しかし、①で解釈すると、全衆生は修行せずとも予め仏陀であり、予め涅槃に到達しているという結論になってしまわないかと筆者は思います。それは明らかに可笑しいですよね。
ただし、後に「不二一元論」を提唱するヴェーダーンタ学派のシャンカラのように、輪廻の世界や有情は幻のようであっても、その幻を造り出す存在を説き、それを克服した境地(最高のブラフマン)=涅槃のみを本体視するのだということでしたら、①でも意味が分かります。シャンカラは「①+ブラフマン(梵)」なので、完全に①ではありません。
そう考えると、やっぱり②ではないかと・・・。話が複雑になりましたが、要は、筆者は大乗仏教は虚無主義ではない!と考えている派ということです。
○原始仏教の涅槃は③?
それでは、原始仏教の「涅槃」がどうだったか?以下の過去記事で触れたように、③説に近いように思えます。釈尊は「不生・不成・不作(無為)・常住・思考の及ばない境地」と表現しています。
初期大乗仏教は②説における「空」を如来法身とします。②の「空」は存在しては不動であるにしても状態変化する点では無常と言えます。それに対し、中期大乗仏教の如来蔵思想は③を如来法身とし、それは状態としても変化せずに恒常で、無常なるもの(煩悩)に蔽われているように見えてもそれらとは次元を異にしているとします。
※実は「八千頌般若経」にも③の原点と思われる「浄く輝く心」という言葉が登場していますが、この経典内ではその詳細は語られていません。
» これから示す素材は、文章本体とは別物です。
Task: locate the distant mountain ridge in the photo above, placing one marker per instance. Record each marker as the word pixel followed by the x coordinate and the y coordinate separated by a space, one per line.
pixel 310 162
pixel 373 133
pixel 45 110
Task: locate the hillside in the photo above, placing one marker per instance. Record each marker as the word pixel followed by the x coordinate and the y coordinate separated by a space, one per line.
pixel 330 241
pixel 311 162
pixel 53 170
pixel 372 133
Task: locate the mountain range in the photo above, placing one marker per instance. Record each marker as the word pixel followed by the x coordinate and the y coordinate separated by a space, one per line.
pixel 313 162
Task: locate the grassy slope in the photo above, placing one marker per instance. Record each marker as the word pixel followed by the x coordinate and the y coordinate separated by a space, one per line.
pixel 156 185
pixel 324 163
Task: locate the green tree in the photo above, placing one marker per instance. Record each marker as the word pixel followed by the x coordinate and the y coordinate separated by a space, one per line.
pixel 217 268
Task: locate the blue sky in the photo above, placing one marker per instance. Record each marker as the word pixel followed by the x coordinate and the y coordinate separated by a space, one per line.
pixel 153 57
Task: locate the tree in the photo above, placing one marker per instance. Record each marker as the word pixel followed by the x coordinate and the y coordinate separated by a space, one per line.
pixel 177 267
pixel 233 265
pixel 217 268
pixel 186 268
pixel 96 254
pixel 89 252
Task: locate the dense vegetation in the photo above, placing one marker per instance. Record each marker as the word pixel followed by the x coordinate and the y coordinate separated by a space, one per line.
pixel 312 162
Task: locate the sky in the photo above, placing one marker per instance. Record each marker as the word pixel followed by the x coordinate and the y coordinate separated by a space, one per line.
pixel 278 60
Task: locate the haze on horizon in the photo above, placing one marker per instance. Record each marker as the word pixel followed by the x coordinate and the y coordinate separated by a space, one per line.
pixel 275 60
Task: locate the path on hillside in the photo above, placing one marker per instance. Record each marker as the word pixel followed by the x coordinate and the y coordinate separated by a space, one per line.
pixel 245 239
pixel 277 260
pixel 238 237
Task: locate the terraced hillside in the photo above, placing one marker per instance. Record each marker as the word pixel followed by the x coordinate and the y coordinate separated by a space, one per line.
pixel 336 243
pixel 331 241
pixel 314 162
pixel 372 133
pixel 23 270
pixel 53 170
筆者の私見ですが、真実は②であるのか、③であるのかについては、後期中観派のシャーンタラクシタと無形象唯識派のラトナーカラシャーンティの意見の相違をそのまま現わしているのではないかと思います。(ここについてはまた後で詳しくお話ししたいと思いますが)。
シャーンタラクシタは②を最高とし、③は修行者が②を覚るための前段階と解釈したのではないかと思います。一方、ラトナーカラシャーンティは③を最高とし、②とはあくまで修行者が③と合一した際の視点と解釈したのではないかということです。
何となく、②はウッダーラカ・アールニの思想に、③はヤージュニャ・ヴァルキヤの思想に類似しているため、最高存在が世界外or世界内かという決着せずの議論が形を変えて再来したような気もします。ここでも決着がつかず、後の密教において、②が胎蔵界・③が金剛界の原点になったのではないかとさえ思えます。